Mantega mudou seu ponto de vista sobre outra questão crucial: câmbio. Para ele, estão errados os que identificam uma valorização do real diante do dólar, consensual entre os exportadores. Para incredulidade geral, Mantega exibiu um gráfico colorido onde ficou demonstrado que, em comparação com as moedas de 15 países para os quais o Brasil exporta, o real está no mesmo nível de janeiro de 1994 (pouco antes do Plano Real) e de janeiro de 2000 (já na livre flutuação). Conclui-se que estão equivocados os que sustentam que está tudo errado no câmbio.

Mas a questão central debatida ontem foi se o Brasil, como estado-nação, tem condições de formular e desenvolver uma estratégia nacional de desenvolvimento, como teve no período entre os governos Vargas e Geisel.

O ex-ministro e embaixador Rubens Ricupero identifica dois modelos básicos. O que está sendo posto em prática neste governo e no anterior, que, para evitar o termo "neoliberal", chama de "projeto estabilizador"; e o outro que, para evitar o termo "nacionalista", chama de "projeto desenvolvimentista".

Para Ricupero, os principais objetivos da atual política econômica são obter grau de investimento para os títulos da dívida pública brasileira (confiança máxima), aprofundar a inserção financeira internacional e deixar que o mercado defina que setores irão se expandir. O projeto exige âncora cambial (dólar relativamente barato) e juros altos.

Os desenvolvimentistas querem forte intervenção do Estado, incentivos para a expansão de setores industriais, juros no porão, real permanentemente desvalorizado diante do dólar (para incentivar exportações) e Banco Central postado junto à porteira para decidir a qualquer momento que capitais podem entrar ou sair do País.

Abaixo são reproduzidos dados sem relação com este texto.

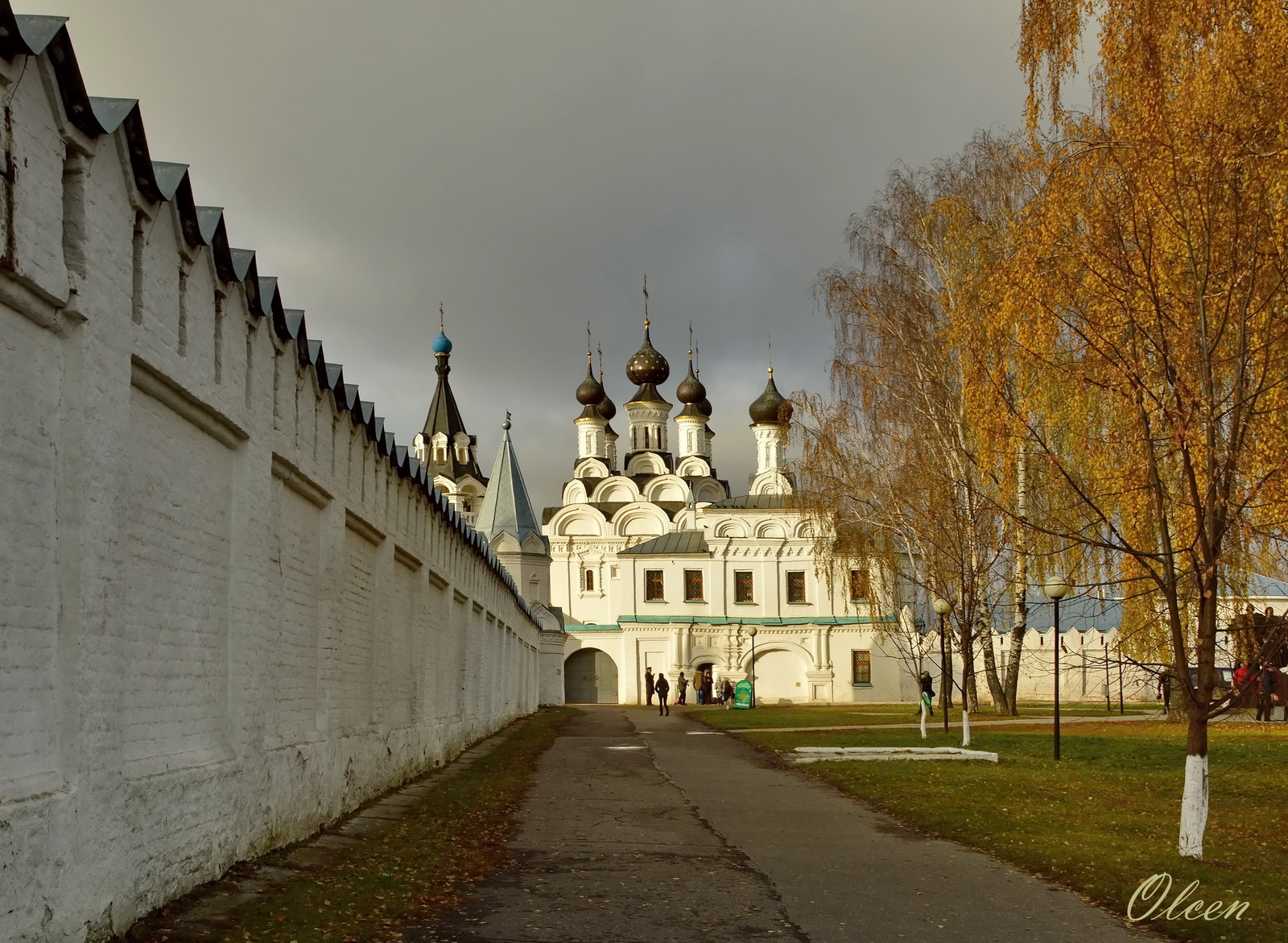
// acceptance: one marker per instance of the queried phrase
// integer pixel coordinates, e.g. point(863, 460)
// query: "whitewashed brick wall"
point(231, 610)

Ricupero entende que não há condições políticas para levar adiante uma proposta dessas. Para ele, uma coalizão formada por técnicos do governo, empresários, trabalhadores e políticos (aí incluídos a CUT e o PT - "porque eles acabaram aceitando") sustenta o modelo atual, o estabilizador, que, para todos os efeitos, é um projeto nacional. Não há possibilidade de mudar. No máximo, pode-se enxertar uma proposta inovadora, mas "será no tronco desta árvore".

No contraponto, o professor Gilberto Dupas, crítico do "pensamento hegemônico", entende que só haverá crescimento sustentado se o Estado brasileiro seguir os caminhos trilhados por China, Índia e Rússia, eleger políticas ativas de desenvolvimento e os colocar em marcha à moda antiga. O professor de Ciência Política, da USP, Cícero Araújo, advertiu que políticas nacionalistas exigem esforço extra e tendem a apoiar governos autoritários. Políticas neoliberais encorajam regimes democráticos.

O historiador Luiz Alberto Moniz Bandeira pareceu escandalizado com a observação de Ricupero de que o modelo "neoliberal" possa ser considerado projeto nacional. "É comandado por brasileiros, mas estão a serviço dos Estados Unidos." O professor Paulo Nogueira Batista Júnior, da FGV, pediu mudança de rumos e uma política econômica focada no desenvolvimento dos interesses da América do Sul e não no dos Estados Unidos.

O economista Patricio Meller, da Universidade do Chile, estranhou a idéia de uma estratégia sul-americana: "Os argentinos não são confiáveis. Acertaram com o Chile uma política energética comum, mas caíram fora quando bem entenderam."

A mensagem final é a de que se pode chamar o atual modelo de "suave fracasso" (pelo baixo crescimento), como observa Ricupero, mas uma mudança importante está fora de cogitação, como mostra o debate eleitoral.